It’s been a couple of weeks since I’ve written a blog post, and so much has happened in those two weeks. Just read my last blog post, which I usually do before writing a new one, and I see my last sentence was something about “Serdar will have his visa and we will be planning our trip to America.” Unfortunately, that is so not the case, and I feel like I have been dealing with that fact nonstop since I last wrote a blog. But here is the story:
Serdar and I got on the overnight train and headed up to Kyiv for his visa interview at 10:30am the next morning. We arrived at the consulate early and joined the crowds lined up outside the building, waiting for their visa interviews. There was a huge group of young people going to America on the “Work and Travel” program, which basically is pay your way to America, work shitty resort jobs—house cleaning, etc—and live with other Ukrainians. There was another separate line for students going to America to study, and our line, a mixture of all kinds of people, many wanting to visit relatives in the States. Though an applicant has to go to the interview alone and therefore I couldn’t be with Serdar during his interview, I hung out with him in line, and after he went in the building, with the other husbands, friends, etc. We waited about an hour, and then, one by one, they all started coming out, all shaking their head no, some of the women crying. No one in our line, including Serdar, got a visa. I found out later that only 3% of the people who apply from Ukraine get tourist visas. I guess there is such a big fear on the part of the U.S. government that the person will stay illegally in the U.S.

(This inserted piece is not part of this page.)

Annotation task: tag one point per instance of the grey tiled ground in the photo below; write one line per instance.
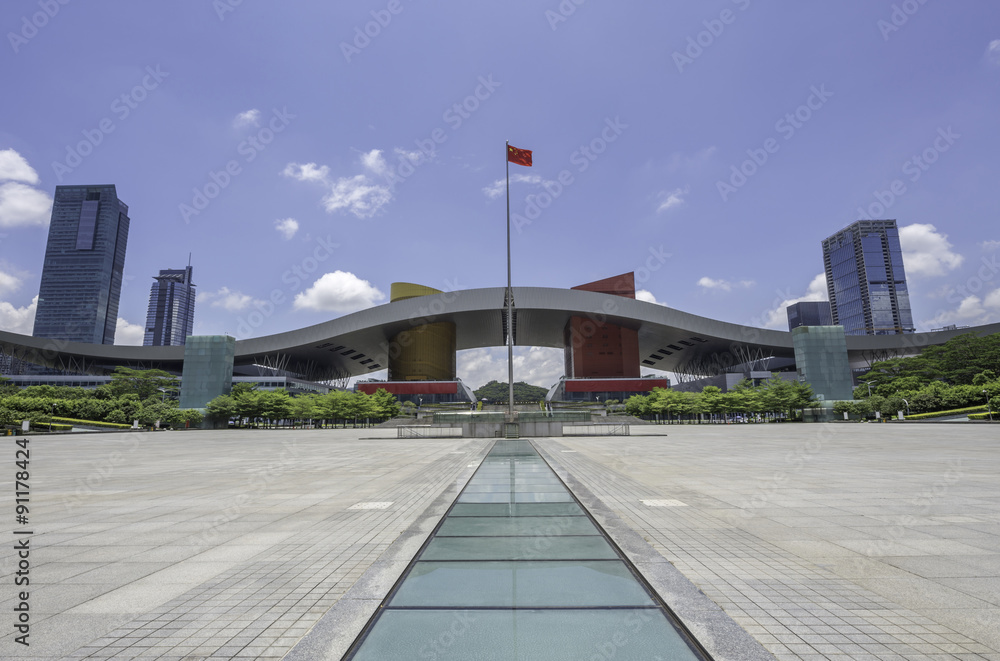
(209, 544)
(823, 541)
(839, 541)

I had just assumed that Serdar could give them my letter explaining he would be travelling with me, a Peace Corps Volunteer, and that he would be given a visa. And I was so wrong. He never even got a chance to give them the letter, they clearly had rejected his application even before he showed up, on the usual grounds of “not enough ties in Ukraine,” despite his entire family living here and being in first year of medical university. Some of the other people in line seemed to have even stronger ties—spouses and young children living in Ukraine—but still they were denied. I wish I had understood more about the visa process before we attempted this—somehow I would have gotten it in the application that he would be travelling with a Peace Corps Volunteer, because I still believe it would have made the difference.
I have since been trying various ways to appeal the rejection, including writing my congressman, who did agree to send a letter of support, and talking with the director of the Peace Corps in Ukraine. So far, nothing has changed, and I am about to give up and readjust my sights to traveling by myself to America this summer. Serdar, I think, has already let go of it as time has gone by. We were both tremendously disappointed, as was his parents and grandparents. I felt I let all of them down so much, because I was so confident that Serdar would be getting a visa because he was traveling with me, though they, of course, understood that I had no control over the process and also saw that I was as sad as they were.
I now wonder whether Serdar will ever be able to go to America, unless he goes under some kind of study program. It was such an eye opening experience for me to the privilege of being an American in this world where we just assume we can travel almost anywhere without the problem of being denied a visa.